We have acted as your counsel in connection with the preparation of the Prospectus Supplements. We are familiar with the proceedings taken by the Board of Directors of the Company in connection with the authorization, issuance and sale of the Common Shares. We have examined all such documents as we have considered necessary in order to enable us to render this opinion letter, including, but not limited to, (i) the Registration Statement, (ii) the Base Prospectus, dated February 19, 2021, included with the Registration Statement (the “Prospectus”), (iii) the Prospectus Supplements, (iv) the Company’s Articles of Incorporation, as amended, (v) the Company’s Bylaws, as amended, (vi) certain resolutions adopted by the Board of Directors of the Company, (vii) corporate records and instruments, (viii) a specimen certificates representing the Common Shares, and (ix) such laws and regulations as we have deemed necessary for the purposes of rendering the opinion set forth herein. In our examination, we have assumed the genuineness of all signatures, the legal capacity of all natural persons, the authenticity of and conformity to originals of such documents that have been presented to us as duplicates or certified or conformed copies, the accuracy, completeness and authenticity of originals, the due execution and delivery of all documents (except that no such assumption is made as to the Company) where due execution and delivery are a prerequisite to the effectiveness thereof, and that the Common Shares will be issued against payment of valid consideration under applicable law. As to any facts material to the opinion expressed herein, which were not independently established or verified, we have relied, to the extent we have deemed reasonably appropriate, upon statements and representations or certificates of officers or directors of the Company.

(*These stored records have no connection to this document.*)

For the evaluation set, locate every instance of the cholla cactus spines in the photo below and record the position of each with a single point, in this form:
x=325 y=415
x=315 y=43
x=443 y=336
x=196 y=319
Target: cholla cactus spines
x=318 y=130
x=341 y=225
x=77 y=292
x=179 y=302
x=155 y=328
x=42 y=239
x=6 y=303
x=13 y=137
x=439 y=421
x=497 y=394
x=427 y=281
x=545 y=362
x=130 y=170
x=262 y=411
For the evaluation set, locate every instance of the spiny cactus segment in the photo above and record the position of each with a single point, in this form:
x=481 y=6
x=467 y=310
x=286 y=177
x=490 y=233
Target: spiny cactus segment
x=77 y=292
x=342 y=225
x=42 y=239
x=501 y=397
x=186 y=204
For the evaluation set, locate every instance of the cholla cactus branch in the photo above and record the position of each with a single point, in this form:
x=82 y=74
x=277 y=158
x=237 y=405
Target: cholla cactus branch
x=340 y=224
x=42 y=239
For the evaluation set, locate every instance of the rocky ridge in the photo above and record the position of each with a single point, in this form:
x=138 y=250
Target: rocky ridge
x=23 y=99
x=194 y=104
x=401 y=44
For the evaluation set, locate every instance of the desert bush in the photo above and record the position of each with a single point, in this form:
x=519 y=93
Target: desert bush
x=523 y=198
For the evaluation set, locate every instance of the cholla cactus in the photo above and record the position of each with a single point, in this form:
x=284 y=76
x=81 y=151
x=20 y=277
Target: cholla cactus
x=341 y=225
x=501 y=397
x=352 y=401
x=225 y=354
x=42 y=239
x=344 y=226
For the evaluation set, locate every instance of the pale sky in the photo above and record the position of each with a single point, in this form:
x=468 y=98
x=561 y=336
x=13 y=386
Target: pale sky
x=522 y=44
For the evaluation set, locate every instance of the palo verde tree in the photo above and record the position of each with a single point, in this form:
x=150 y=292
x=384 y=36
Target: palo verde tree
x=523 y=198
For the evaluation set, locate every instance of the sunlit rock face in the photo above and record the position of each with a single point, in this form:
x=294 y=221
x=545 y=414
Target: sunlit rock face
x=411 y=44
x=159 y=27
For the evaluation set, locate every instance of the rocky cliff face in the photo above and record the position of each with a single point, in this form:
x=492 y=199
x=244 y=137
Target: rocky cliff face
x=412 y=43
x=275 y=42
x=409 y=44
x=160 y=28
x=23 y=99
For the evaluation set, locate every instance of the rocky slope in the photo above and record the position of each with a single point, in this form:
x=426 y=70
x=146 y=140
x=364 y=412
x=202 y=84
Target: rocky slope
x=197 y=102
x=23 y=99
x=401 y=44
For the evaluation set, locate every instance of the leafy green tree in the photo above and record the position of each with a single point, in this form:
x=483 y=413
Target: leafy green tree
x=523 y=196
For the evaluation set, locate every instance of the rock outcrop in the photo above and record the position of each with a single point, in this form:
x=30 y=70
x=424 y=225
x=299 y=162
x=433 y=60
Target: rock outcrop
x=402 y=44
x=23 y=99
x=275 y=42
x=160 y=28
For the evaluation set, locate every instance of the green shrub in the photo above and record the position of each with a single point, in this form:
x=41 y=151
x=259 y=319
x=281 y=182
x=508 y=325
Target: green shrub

Based upon the foregoing, we are of the opinion that the Common Shares have been duly authorized and, when issued and delivered by the Company against payment therefor as set forth in the Registration Statement and the applicable Prospectus Supplement, will be validly issued, fully paid and non-assessable.

The opinion expressed herein is limited to the federal securities laws of the United States of America and the corporate laws of the State of Maryland and we express no opinion as to the effect on the matters covered by the laws of any other jurisdiction. We assume no obligation to supplement this opinion letter if any applicable law changes after the date hereof or if we become aware of any fact that may change the opinion expressed herein after the date hereof.

We hereby consent to the filing of this opinion letter as part of the Registration Statement and to the reference of our firm under the caption “Legal Matters” in the Prospectus Supplements. In giving such consent, we do not hereby admit that we are in the category of persons whose consent is required under Section 7 of the Act or the rules and regulations of the Commission.